Roger gives fascinating account on the life of a Royal bodyguard


After welcoming six visitors to our February meeting, vice-president Margery Tate introduced the speaker for the evening, Roger Barrell, ex-Royal Bodyguard.

A London policeman for 31 years, Roger was then recruited to the personal protection group, or Royal Bodyguards, where he spent the next 17 years.

Guarding royal families is one of the oldest professions in the world, providing 5,000 years of service going back to the ancient Egyptians and Romans, and is as relevant today as it was then.

We learned that royal bodyguards are carefully selected and put through rigorous training, which includes areas as diverse as medical training and social etiquette.

During his service Mr Barrell has accompanied many of our royal family, including three years with the Queen Mother and seven years with Princess Alexandra.

As personal protection is covert a Royal Bodyguard needs to dress appropriately so that he blends into the background of any occasion. In America protection is much more blatant. The President is surrounded by 72 men, including a doctor with an ambulance on standby, but security in Britain is much more discreet so that the royal family can go about their business.

As to which method works best – well, consider how many members of the royal family and how many presidents have been assassinated.

Mr Barrell illustrated his talk with fascinating slides, both of himself carrying out his duties and of the royal family carrying out theirs.
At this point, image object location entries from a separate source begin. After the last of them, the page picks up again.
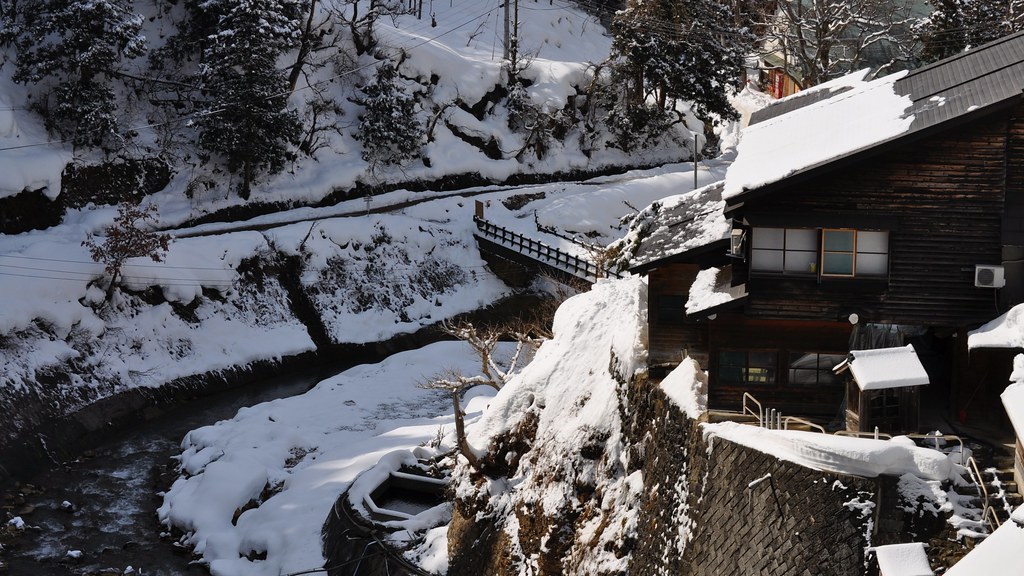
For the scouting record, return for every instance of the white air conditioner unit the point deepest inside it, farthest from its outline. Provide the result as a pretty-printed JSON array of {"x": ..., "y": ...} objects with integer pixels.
[
  {"x": 736, "y": 243},
  {"x": 989, "y": 277}
]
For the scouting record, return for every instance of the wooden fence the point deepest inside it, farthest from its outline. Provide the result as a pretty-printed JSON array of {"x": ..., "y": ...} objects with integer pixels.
[{"x": 541, "y": 252}]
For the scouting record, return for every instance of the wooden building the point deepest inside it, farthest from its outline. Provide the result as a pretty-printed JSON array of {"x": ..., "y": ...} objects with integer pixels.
[{"x": 873, "y": 214}]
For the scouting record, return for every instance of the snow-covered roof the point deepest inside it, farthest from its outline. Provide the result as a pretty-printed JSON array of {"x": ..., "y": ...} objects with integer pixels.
[
  {"x": 887, "y": 368},
  {"x": 1013, "y": 397},
  {"x": 680, "y": 225},
  {"x": 712, "y": 289},
  {"x": 997, "y": 554},
  {"x": 903, "y": 560},
  {"x": 1006, "y": 331},
  {"x": 870, "y": 114}
]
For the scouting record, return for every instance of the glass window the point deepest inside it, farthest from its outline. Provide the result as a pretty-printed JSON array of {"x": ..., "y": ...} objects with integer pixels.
[
  {"x": 837, "y": 252},
  {"x": 671, "y": 310},
  {"x": 740, "y": 368},
  {"x": 814, "y": 369},
  {"x": 784, "y": 250},
  {"x": 851, "y": 252}
]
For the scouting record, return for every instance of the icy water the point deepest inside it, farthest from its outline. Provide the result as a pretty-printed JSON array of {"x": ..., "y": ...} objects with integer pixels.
[{"x": 113, "y": 493}]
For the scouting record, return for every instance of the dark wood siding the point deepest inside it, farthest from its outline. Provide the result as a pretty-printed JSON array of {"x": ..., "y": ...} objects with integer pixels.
[
  {"x": 946, "y": 194},
  {"x": 670, "y": 336},
  {"x": 733, "y": 331}
]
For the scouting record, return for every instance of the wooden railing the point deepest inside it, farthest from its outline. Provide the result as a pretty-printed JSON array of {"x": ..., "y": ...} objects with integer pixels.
[{"x": 541, "y": 252}]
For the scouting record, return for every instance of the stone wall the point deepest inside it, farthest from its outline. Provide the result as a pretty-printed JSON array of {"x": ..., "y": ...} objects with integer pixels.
[{"x": 704, "y": 519}]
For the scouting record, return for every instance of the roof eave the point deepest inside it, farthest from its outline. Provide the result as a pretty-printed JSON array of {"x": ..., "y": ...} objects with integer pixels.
[
  {"x": 698, "y": 254},
  {"x": 735, "y": 202}
]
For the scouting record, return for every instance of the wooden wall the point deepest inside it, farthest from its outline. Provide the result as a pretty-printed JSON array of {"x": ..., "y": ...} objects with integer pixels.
[
  {"x": 734, "y": 331},
  {"x": 946, "y": 193},
  {"x": 669, "y": 336}
]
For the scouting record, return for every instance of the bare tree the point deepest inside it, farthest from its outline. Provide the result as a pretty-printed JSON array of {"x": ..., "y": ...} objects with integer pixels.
[
  {"x": 817, "y": 40},
  {"x": 494, "y": 372},
  {"x": 128, "y": 237}
]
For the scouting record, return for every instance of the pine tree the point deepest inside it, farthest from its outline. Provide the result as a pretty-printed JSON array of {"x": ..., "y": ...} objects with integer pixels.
[
  {"x": 668, "y": 50},
  {"x": 71, "y": 51},
  {"x": 246, "y": 120},
  {"x": 389, "y": 128}
]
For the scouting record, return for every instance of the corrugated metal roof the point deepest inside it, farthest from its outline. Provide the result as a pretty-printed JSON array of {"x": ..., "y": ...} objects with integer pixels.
[
  {"x": 944, "y": 91},
  {"x": 682, "y": 229}
]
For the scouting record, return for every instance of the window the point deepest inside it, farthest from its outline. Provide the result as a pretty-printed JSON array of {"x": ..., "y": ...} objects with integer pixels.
[
  {"x": 671, "y": 310},
  {"x": 785, "y": 250},
  {"x": 851, "y": 252},
  {"x": 833, "y": 252},
  {"x": 741, "y": 368},
  {"x": 813, "y": 369}
]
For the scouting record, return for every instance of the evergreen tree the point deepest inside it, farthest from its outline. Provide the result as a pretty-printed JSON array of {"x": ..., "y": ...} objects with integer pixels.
[
  {"x": 71, "y": 51},
  {"x": 667, "y": 50},
  {"x": 246, "y": 120},
  {"x": 957, "y": 25},
  {"x": 389, "y": 128}
]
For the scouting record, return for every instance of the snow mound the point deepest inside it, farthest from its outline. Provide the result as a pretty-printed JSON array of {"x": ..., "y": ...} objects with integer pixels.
[
  {"x": 855, "y": 456},
  {"x": 573, "y": 391}
]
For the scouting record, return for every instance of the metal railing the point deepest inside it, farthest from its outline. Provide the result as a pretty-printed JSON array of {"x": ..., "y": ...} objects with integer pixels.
[
  {"x": 988, "y": 516},
  {"x": 803, "y": 421},
  {"x": 761, "y": 411},
  {"x": 945, "y": 437},
  {"x": 537, "y": 250},
  {"x": 873, "y": 435}
]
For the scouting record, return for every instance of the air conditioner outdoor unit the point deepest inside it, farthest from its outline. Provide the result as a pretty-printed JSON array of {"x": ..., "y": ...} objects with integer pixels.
[
  {"x": 736, "y": 243},
  {"x": 989, "y": 277}
]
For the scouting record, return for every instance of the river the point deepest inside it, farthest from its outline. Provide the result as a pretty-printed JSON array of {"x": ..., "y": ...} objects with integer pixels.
[{"x": 113, "y": 491}]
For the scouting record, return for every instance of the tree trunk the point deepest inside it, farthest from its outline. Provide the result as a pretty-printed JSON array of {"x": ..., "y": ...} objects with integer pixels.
[
  {"x": 460, "y": 432},
  {"x": 304, "y": 48}
]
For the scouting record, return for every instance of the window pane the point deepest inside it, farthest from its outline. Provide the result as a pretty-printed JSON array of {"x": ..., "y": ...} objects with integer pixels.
[
  {"x": 801, "y": 261},
  {"x": 877, "y": 242},
  {"x": 766, "y": 260},
  {"x": 766, "y": 359},
  {"x": 671, "y": 309},
  {"x": 837, "y": 263},
  {"x": 839, "y": 240},
  {"x": 872, "y": 264},
  {"x": 802, "y": 240},
  {"x": 768, "y": 238}
]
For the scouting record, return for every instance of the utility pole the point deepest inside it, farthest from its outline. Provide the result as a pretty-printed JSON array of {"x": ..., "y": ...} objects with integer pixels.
[{"x": 505, "y": 44}]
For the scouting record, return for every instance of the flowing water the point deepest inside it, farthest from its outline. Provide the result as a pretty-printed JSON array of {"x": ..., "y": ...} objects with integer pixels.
[{"x": 113, "y": 492}]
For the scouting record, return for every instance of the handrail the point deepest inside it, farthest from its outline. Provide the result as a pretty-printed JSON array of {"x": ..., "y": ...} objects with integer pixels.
[
  {"x": 979, "y": 482},
  {"x": 540, "y": 251},
  {"x": 990, "y": 513},
  {"x": 799, "y": 420},
  {"x": 942, "y": 437},
  {"x": 761, "y": 411},
  {"x": 875, "y": 435}
]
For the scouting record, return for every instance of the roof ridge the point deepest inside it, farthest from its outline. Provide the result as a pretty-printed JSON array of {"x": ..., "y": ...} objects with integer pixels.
[{"x": 973, "y": 51}]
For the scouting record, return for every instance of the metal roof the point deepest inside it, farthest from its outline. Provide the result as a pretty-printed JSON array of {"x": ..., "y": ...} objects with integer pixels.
[
  {"x": 682, "y": 230},
  {"x": 955, "y": 88}
]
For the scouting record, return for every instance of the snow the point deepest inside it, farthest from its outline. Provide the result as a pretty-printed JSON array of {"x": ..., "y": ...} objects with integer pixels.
[
  {"x": 997, "y": 554},
  {"x": 305, "y": 450},
  {"x": 686, "y": 385},
  {"x": 709, "y": 291},
  {"x": 865, "y": 115},
  {"x": 903, "y": 560},
  {"x": 572, "y": 389},
  {"x": 856, "y": 456},
  {"x": 1007, "y": 331},
  {"x": 887, "y": 368},
  {"x": 1013, "y": 398}
]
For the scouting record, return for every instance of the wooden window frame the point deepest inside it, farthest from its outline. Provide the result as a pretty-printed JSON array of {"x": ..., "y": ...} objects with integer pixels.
[
  {"x": 855, "y": 251},
  {"x": 784, "y": 251}
]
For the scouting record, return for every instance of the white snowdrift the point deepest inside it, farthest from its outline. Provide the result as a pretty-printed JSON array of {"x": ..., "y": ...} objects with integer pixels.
[{"x": 856, "y": 456}]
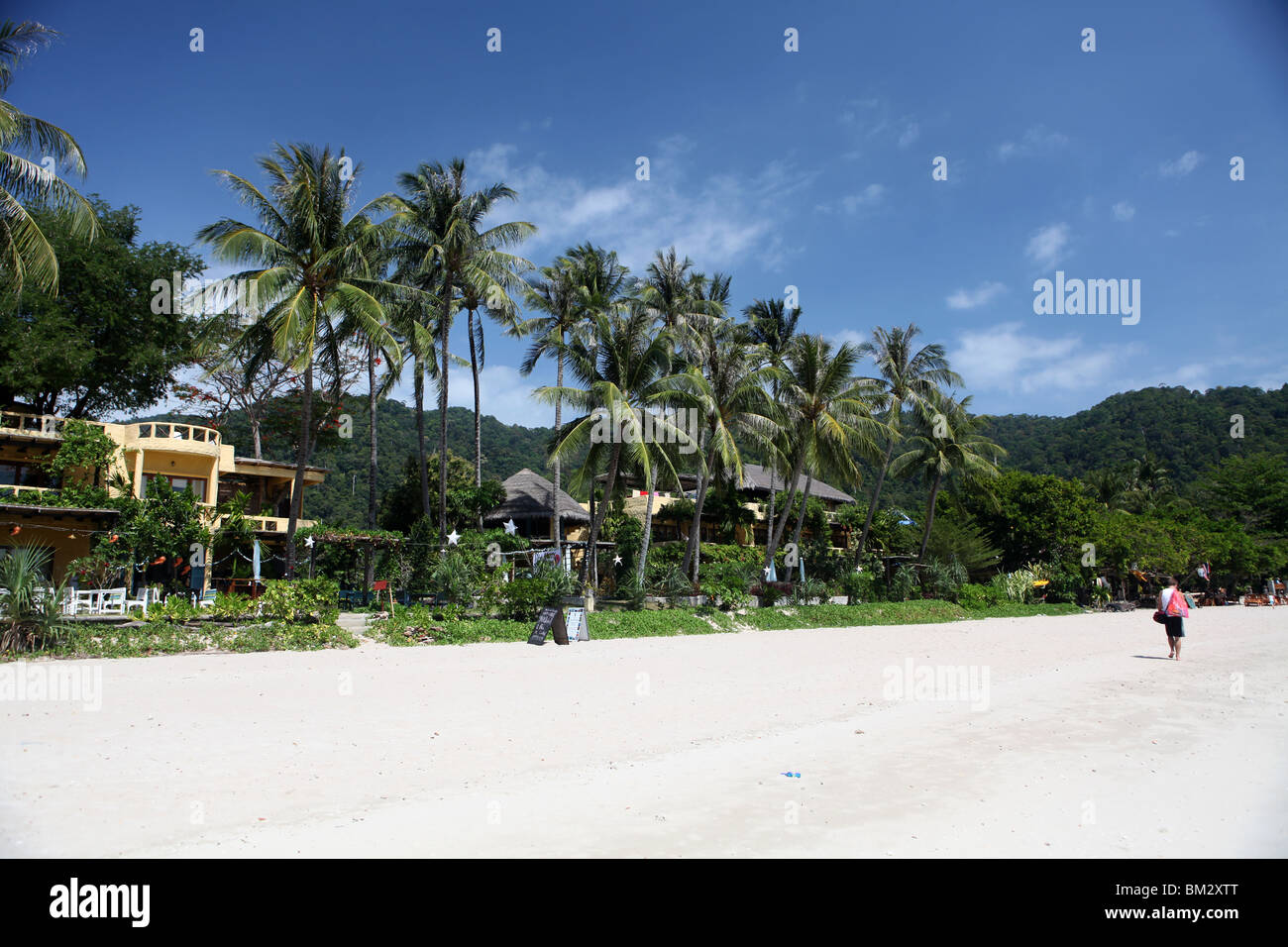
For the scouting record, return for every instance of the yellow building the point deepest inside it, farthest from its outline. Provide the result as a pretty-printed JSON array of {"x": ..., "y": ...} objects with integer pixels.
[
  {"x": 189, "y": 457},
  {"x": 754, "y": 489}
]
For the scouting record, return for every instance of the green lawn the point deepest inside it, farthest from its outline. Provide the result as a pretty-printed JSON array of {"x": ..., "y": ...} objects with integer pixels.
[
  {"x": 170, "y": 638},
  {"x": 167, "y": 638},
  {"x": 684, "y": 621}
]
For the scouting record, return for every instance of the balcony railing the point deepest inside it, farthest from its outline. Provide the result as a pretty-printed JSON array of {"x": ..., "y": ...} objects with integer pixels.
[
  {"x": 168, "y": 431},
  {"x": 37, "y": 425}
]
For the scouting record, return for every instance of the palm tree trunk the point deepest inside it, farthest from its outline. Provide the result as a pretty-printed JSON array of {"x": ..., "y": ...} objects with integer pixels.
[
  {"x": 445, "y": 333},
  {"x": 420, "y": 436},
  {"x": 372, "y": 460},
  {"x": 478, "y": 436},
  {"x": 800, "y": 519},
  {"x": 590, "y": 560},
  {"x": 694, "y": 551},
  {"x": 557, "y": 527},
  {"x": 930, "y": 517},
  {"x": 872, "y": 506},
  {"x": 648, "y": 527},
  {"x": 301, "y": 459},
  {"x": 769, "y": 523}
]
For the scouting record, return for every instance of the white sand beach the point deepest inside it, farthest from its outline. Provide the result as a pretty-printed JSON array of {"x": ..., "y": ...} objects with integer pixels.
[{"x": 1091, "y": 745}]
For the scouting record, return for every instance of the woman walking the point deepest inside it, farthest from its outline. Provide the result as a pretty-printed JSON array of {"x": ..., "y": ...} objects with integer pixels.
[{"x": 1171, "y": 603}]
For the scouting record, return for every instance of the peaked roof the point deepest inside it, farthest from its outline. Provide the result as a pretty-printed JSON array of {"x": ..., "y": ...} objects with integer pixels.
[
  {"x": 756, "y": 476},
  {"x": 528, "y": 495}
]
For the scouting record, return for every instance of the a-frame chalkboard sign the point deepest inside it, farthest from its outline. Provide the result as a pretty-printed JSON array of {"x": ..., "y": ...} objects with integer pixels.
[{"x": 550, "y": 620}]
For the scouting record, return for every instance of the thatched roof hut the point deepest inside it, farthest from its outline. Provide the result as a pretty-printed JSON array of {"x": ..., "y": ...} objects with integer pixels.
[{"x": 529, "y": 500}]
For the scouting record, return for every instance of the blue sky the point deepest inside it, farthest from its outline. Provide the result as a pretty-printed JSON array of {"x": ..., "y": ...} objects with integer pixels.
[{"x": 810, "y": 169}]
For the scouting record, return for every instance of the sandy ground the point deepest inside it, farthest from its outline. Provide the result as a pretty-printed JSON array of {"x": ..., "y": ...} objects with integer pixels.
[{"x": 1091, "y": 744}]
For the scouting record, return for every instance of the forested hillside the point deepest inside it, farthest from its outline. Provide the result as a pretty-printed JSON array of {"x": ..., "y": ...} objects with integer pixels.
[{"x": 1188, "y": 432}]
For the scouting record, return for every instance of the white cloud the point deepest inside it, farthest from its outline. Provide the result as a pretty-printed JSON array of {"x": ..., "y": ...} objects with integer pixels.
[
  {"x": 1183, "y": 165},
  {"x": 971, "y": 299},
  {"x": 717, "y": 222},
  {"x": 868, "y": 197},
  {"x": 1025, "y": 359},
  {"x": 871, "y": 196},
  {"x": 875, "y": 120},
  {"x": 848, "y": 335},
  {"x": 1010, "y": 359},
  {"x": 1035, "y": 141},
  {"x": 1047, "y": 245}
]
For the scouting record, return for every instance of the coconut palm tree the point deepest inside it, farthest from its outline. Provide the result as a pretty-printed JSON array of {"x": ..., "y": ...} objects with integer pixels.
[
  {"x": 827, "y": 416},
  {"x": 948, "y": 446},
  {"x": 500, "y": 308},
  {"x": 441, "y": 248},
  {"x": 412, "y": 322},
  {"x": 585, "y": 281},
  {"x": 732, "y": 379},
  {"x": 773, "y": 326},
  {"x": 1107, "y": 487},
  {"x": 623, "y": 382},
  {"x": 318, "y": 275},
  {"x": 682, "y": 300},
  {"x": 911, "y": 377},
  {"x": 25, "y": 253}
]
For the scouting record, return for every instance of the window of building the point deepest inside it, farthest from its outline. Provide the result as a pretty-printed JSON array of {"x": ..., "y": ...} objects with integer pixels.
[
  {"x": 193, "y": 484},
  {"x": 17, "y": 474}
]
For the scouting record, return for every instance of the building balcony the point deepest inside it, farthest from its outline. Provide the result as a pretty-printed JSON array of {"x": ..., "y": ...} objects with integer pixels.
[
  {"x": 48, "y": 427},
  {"x": 167, "y": 436}
]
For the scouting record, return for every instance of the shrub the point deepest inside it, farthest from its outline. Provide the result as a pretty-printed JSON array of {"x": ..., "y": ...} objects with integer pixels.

He looked as dashing in the guise of a footman riding on the back of the carriage carrying Prince Andrew and Sarah Ferguson from their wedding ceremony as he did clad in the traditional grey top hat and tails when accompanying the Queen at Ascot.

It may look glamorous, but the work is intense, with hours long. One trip involved 72 functions, 11 locations and 22 flights. Concentration is vital. We are lucky enough to enjoy political freedom, but one never knows where the next enemy will come from.

Mr Barrell’s fascinating insight into the world held us all enthralled and provoked some interesting questions.

Tribute was paid to Margaret Trotman, a dear member who died last month, and the suggestion that we plant snowdrops in the orchard in her memory was eagerly endorsed.

Margery reminded everyone that the next meeting is a cookery demonstration, to be held at Cresswell House on Tuesday, March 15, at the earlier time of 7pm.